You talk about not neglecting the RC section. That is the section I am trying to see the most improvement on. Do you have some suggestions on what I might look at to prep for this section? I took Kaplan's class, but they didn't really help me in that area. So I am taking September off from work to study for the test in October.
Any advice would be helpful.
As far as improving your LSAT RC
It is important to have a general understanding about certain things that you can expect to see on the questions: Main point, organization, author's attitude & purpose, paragraph function, etc.
In addition, be aware of:
-shifts in point of view ("Despite," "however," "nevertheless," "on the other hand," "on the contrary," "proponents claim...," "critics claim...", etc.) [be sure to know which point of view the author subscribes to]

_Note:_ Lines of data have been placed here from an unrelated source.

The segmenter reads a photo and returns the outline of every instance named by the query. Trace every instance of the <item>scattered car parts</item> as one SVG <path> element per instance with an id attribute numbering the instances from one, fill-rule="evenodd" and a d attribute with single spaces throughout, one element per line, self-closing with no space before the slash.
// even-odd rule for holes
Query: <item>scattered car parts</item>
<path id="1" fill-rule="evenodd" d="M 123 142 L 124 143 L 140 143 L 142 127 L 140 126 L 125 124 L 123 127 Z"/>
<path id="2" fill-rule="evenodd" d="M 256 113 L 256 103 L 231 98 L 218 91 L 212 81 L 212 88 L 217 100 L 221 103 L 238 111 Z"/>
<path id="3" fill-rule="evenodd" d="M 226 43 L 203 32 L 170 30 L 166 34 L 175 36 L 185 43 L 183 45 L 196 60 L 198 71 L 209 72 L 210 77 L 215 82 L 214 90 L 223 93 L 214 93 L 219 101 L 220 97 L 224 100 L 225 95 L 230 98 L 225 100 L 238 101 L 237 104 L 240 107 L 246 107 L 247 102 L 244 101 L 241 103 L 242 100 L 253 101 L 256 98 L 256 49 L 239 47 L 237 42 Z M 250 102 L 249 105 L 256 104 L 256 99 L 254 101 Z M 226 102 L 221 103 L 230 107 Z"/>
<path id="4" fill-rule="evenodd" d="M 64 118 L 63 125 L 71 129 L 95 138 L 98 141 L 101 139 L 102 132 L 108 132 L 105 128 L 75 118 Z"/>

-lists ("first... second... third...", "one such... another...")
It is less important to know specific details (scientific nomenclature, definitions, etc.). It is, however, important to know WHERE these unfamiliar terms are so that you can quickly refer to them when you see a question regarding them.
Granted, it is always great if you can quickly read a passage and fully comprehend every detail... it simply isn't always possible to do so. If you cannot, then try and get the gist of the passage and move on to the questions without wasting too much time reading and re-reading. It is easy to refer back to the passage to answer questions on specific points, as long as you understand it well enough to know where to quickly find the
Personally, I usually feel like I've read a passage properly if I read it in 3:00 (+/- :30), and can easily answer the main point question.
After reading through hundreds of passages, you develop an intuitive sense of where the questions are likely to come from. Pay attention to developing that sense, and learn to anticipate what will be asked of you (but DON'T read the questions before reading the passage).